A number of banks have been fined by the regulator over conduct in their advice divisions since 2003.

HSBC was fined £10.5 million for mis-selling investment bonds to elderly clients, and Lloyds was fined £28 million over incentives offered to retail investment staff.

Santander UK was fined £12.4m by the FCA in March 2014 for failings in its investment advice arm. Since then the bank set aside £45m for investment advice mis-selling claims.

Banks also set aside £600 million to cover pension mis-selling between 2000 and 2002. This was mostly related to advice given to transfer out of company pension schemes.

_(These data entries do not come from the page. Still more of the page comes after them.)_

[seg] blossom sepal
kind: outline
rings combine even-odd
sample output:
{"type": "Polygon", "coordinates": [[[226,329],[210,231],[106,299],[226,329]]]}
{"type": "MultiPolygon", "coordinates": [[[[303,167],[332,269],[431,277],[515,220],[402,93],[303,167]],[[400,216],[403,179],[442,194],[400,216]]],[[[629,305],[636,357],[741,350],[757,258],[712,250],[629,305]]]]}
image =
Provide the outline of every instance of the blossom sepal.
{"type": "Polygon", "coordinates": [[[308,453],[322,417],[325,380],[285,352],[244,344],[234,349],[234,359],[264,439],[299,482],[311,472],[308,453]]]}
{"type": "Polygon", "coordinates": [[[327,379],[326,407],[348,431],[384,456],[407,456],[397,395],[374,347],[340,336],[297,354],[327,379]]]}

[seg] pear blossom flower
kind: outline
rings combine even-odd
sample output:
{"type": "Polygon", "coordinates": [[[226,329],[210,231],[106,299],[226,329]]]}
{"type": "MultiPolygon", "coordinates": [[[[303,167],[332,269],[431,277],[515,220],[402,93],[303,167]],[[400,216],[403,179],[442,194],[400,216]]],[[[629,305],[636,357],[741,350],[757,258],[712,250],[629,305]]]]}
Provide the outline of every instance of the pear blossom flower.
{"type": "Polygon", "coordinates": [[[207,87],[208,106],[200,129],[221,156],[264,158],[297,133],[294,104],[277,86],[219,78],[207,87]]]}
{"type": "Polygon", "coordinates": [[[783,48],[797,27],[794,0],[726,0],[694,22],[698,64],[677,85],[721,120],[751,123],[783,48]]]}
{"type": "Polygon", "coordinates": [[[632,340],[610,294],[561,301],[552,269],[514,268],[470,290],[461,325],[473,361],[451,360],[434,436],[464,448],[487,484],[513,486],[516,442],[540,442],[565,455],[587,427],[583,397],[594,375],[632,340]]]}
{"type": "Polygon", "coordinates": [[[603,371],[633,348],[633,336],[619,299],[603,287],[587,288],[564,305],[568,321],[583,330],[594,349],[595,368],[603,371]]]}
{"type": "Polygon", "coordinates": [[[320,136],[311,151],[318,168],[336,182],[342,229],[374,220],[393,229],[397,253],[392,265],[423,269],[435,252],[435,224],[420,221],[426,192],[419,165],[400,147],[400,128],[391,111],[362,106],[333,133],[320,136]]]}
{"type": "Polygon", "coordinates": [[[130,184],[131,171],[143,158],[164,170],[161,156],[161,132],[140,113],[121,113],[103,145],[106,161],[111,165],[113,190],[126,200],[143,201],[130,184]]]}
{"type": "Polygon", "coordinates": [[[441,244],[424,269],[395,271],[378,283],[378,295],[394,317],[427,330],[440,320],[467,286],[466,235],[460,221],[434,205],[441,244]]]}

Lloyds, which recorded a £117m fine for PPI costs in June 2015, paid the highest amount for misselling scandals at £14bn between 2010 and 2014, followed by Barclays at £7.3bn, according to New City Agenda.

The report added: “The 2014 and 2015 results brought a wave of additional provisions for Payment Protection Insurance, investment product and packaged bank account misselling and breaches of the Consumer Credit Act. Just over a year later the total costs have increased to almost £53bn.

“The scandals covered a wide range of products and practice. But key root causes of these issues include poor quality products, inappropriate staff bonus schemes and an aggressive sales-based culture.”

New City Agenda said its research showed the need for shareholders to put pressure on banks to reveal ‘what skeletons remain in their cupboards.’